User study shows that the two types of ILV solutions are suitable for different situations. In real assembly operations, concise instructions and easy-to-understand cognitive rules are expected by users. Therefore, the original ILV (e.g., PMI+) based on MBD graphics will enable users to obtain the best assembly efficiency, but it cannot guarantee that the cognitive efficiency is at a higher level. In demonstrative teaching and training, novelty instructions and detailed cognitive rules are what users want to see. Therefore, ILV with visualized graphics will enable users to obtain the best cognitive level without considering assembly efficiency.
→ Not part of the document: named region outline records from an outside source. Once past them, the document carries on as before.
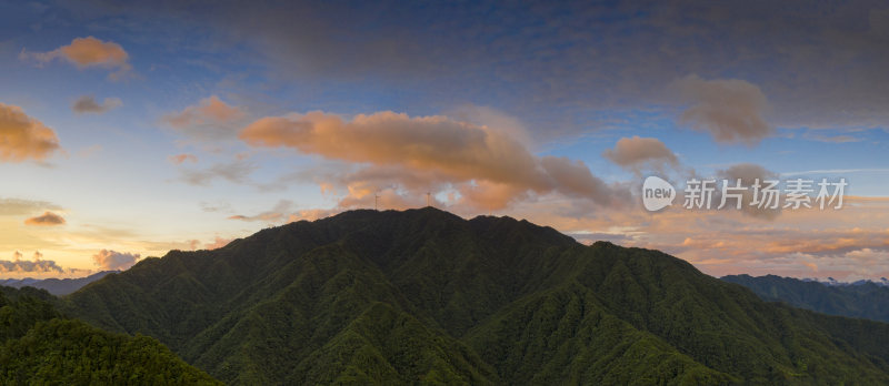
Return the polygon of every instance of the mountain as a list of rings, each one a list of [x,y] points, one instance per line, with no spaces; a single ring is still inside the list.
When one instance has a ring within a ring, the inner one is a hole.
[[[889,384],[889,325],[510,217],[352,211],[69,295],[234,385]]]
[[[882,282],[827,284],[775,275],[731,275],[722,280],[743,285],[766,301],[830,315],[889,322],[889,287]]]
[[[63,317],[46,291],[0,287],[2,385],[218,385],[158,341]]]
[[[56,296],[68,295],[74,291],[80,290],[82,286],[96,282],[108,274],[117,273],[118,271],[102,271],[86,277],[78,278],[6,278],[0,280],[0,286],[21,288],[24,286],[34,287],[38,290],[47,290],[50,294]]]

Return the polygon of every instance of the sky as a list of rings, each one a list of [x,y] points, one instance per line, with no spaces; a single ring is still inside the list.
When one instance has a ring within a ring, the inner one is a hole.
[[[879,1],[0,0],[0,277],[429,193],[716,276],[878,280],[887,68]],[[676,192],[655,212],[652,175]],[[797,179],[812,207],[785,207]],[[742,209],[686,207],[690,180]]]

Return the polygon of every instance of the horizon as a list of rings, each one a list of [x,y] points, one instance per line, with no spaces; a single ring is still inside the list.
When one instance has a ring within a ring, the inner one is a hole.
[[[889,8],[800,4],[0,0],[0,280],[430,200],[716,277],[879,282]]]

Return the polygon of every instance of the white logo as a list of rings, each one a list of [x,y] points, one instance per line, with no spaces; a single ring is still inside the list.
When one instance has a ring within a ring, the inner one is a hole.
[[[658,176],[649,176],[642,183],[642,204],[649,212],[660,211],[673,203],[676,189]]]

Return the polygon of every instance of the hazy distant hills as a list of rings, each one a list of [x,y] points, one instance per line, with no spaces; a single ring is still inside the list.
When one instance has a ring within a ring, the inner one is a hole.
[[[74,291],[80,290],[82,286],[96,282],[110,273],[118,271],[102,271],[86,277],[78,278],[2,278],[0,286],[21,288],[24,286],[34,287],[38,290],[47,290],[50,294],[56,296],[68,295]]]
[[[767,301],[825,314],[889,322],[889,286],[883,281],[840,284],[775,275],[732,275],[722,280],[743,285]]]
[[[1,385],[217,385],[158,341],[62,316],[46,291],[0,286]]]
[[[889,384],[889,325],[509,217],[354,211],[147,258],[66,311],[231,384]]]

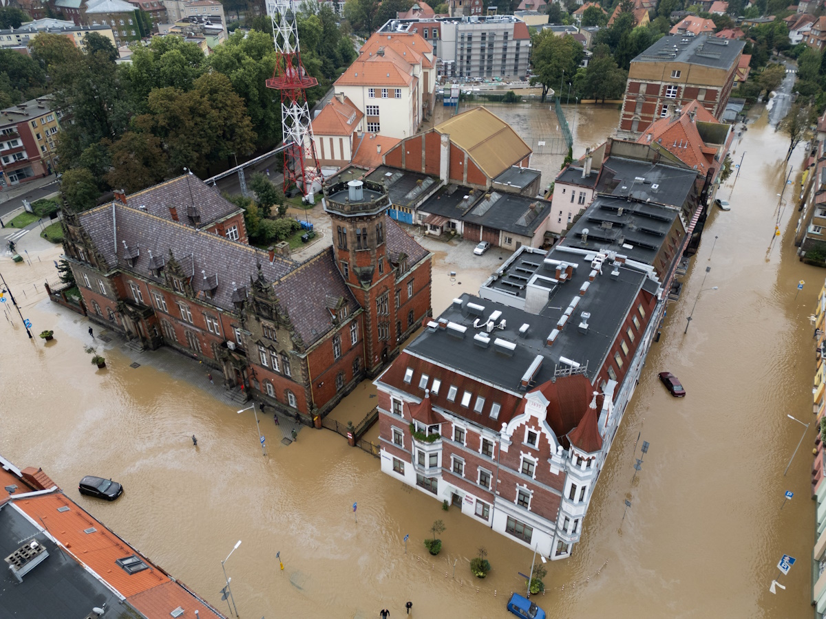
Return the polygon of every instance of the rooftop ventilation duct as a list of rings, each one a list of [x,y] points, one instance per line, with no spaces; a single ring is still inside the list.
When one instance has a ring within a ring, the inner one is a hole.
[[[364,183],[362,181],[348,181],[348,197],[351,202],[361,202],[364,200]]]
[[[493,340],[493,345],[496,349],[496,352],[501,352],[506,357],[513,357],[516,352],[516,344],[501,338],[496,338]]]

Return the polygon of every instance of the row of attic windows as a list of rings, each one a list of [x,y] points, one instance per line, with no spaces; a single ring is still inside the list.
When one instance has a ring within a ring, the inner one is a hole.
[[[405,382],[411,385],[413,382],[413,368],[408,367],[405,371]],[[419,378],[419,389],[425,390],[427,389],[428,381],[430,377],[427,374],[422,374]],[[433,380],[430,381],[430,393],[434,395],[439,395],[439,390],[442,388],[441,379],[434,377]],[[458,395],[458,387],[455,385],[451,385],[448,388],[447,399],[449,402],[455,402],[456,398]],[[473,401],[473,412],[479,414],[482,414],[485,409],[485,398],[482,395],[477,395],[476,399],[473,399],[473,394],[471,391],[465,390],[462,394],[462,397],[459,399],[459,404],[465,409],[471,408],[471,402]],[[493,402],[491,404],[491,409],[489,411],[489,415],[491,419],[496,419],[499,417],[499,412],[501,410],[501,404],[498,402]]]

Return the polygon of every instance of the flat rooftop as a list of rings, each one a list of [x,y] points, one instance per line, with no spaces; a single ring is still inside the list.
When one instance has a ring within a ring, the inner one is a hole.
[[[686,63],[729,69],[745,47],[745,41],[700,35],[666,35],[631,61],[634,63]]]
[[[387,188],[390,201],[396,206],[411,206],[423,193],[432,191],[433,186],[439,183],[438,178],[426,174],[384,165],[370,172],[367,178],[373,182],[383,183]]]
[[[638,159],[609,157],[602,164],[599,193],[681,207],[691,193],[697,171]]]
[[[84,617],[106,604],[106,617],[135,619],[138,612],[50,540],[12,503],[0,509],[0,555],[24,543],[42,545],[49,556],[25,574],[21,584],[4,563],[0,569],[0,616]],[[120,568],[116,568],[120,569]]]
[[[521,248],[482,285],[478,296],[463,294],[454,300],[438,319],[447,321],[445,328],[425,329],[407,352],[511,391],[520,390],[538,357],[541,364],[531,384],[551,380],[558,368],[574,369],[592,380],[648,279],[633,267],[606,261],[603,274],[597,271],[589,281],[594,256],[567,248],[547,253]],[[528,284],[529,298],[520,298],[501,281],[529,262],[535,265],[529,267],[534,275]],[[565,281],[556,278],[557,267],[563,263],[565,272],[571,272]],[[615,266],[615,277],[610,275]],[[586,283],[585,294],[580,295]],[[525,308],[529,305],[539,310]],[[563,316],[567,317],[560,328]],[[579,324],[586,318],[588,327],[582,333]],[[491,320],[496,326],[488,331],[486,324]],[[549,338],[553,338],[550,346]]]
[[[494,178],[493,182],[500,185],[508,185],[514,189],[521,191],[541,176],[542,172],[539,170],[510,166],[510,168]]]
[[[616,252],[653,265],[678,216],[676,208],[599,196],[573,224],[562,244],[591,252]]]
[[[533,236],[550,212],[551,203],[547,200],[494,191],[486,194],[462,220],[486,228]]]
[[[425,201],[420,210],[450,220],[461,220],[468,209],[484,194],[463,185],[446,185]]]

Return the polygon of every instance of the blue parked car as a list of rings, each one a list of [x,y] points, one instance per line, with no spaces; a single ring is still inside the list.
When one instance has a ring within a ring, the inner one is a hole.
[[[545,619],[544,610],[519,593],[513,593],[510,596],[507,608],[516,617],[521,617],[524,619]]]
Although the results of user research are very interesting, there are still many limitations. Because the projection content is only a two-dimensional image, users can not see the three-dimensional effect of visual information, which makes it difficult for users to fully understand the advantages of visual information. Compared with the actual assembly task, the content of this task is relatively limited. However, it does have some key elements, such as object recognition and assembly. This may limit the applicability of the results. Furthermore, this case study is not so detailed. We only analyzed the user’s task time and subjective feedback but did not evaluate the user’s behavior. We believe that assessing user behavior can help us understand the specific impact of information-level visualization.

7 Conclusion and future work

ILV is one of the first pilot user studies to evaluate AR instructions at information level. In this article, case study provides an example to demonstrate that ILV will achieve higher user performance than GLV. Three implications are not only applicable to engineering fit, but also to other types of operational details in AR assembly. The purpose of case study is to identify the ILV design factors that affect user performance. In terms of assembly efficiency, the experimental results only support H1 and H2, but not H3. In terms of user experience (Q1–Q4), our team found that there were significant impacts between PMI and AG, color map and AG, but no significant impacts between PMI+ and AG. The ranking questionnaire still showed statistical differences between PMI+ and AG. So H4 was eventually accepted. In terms of cognitive efficiency (Q5, Q6), our team also found significant differences between PMI and AG, color map and AG, but only significant differences between PMI+ and AG on Q6; by contraries, Q5 did not. In terms of information understanding (Q8), PMI and AG, color map and AG, and PMI+ and AG have significant effects. Therefore, the above results support H6, indicating that ILV is the logical process of visual information to content assembly, and is an important upgrade of GLV to meet users’ cognitive needs. The results of Q7 show that cognitive rules exist, and it can be predicted that ILV is more conducive to the expression of cognitive rules than GLV. In the future, we will try to make more study about ILV which changes user’s operation behavior. It can be inferred that it will be very interesting to explore user’s behavior deeply under ILV based on dynamic feedback.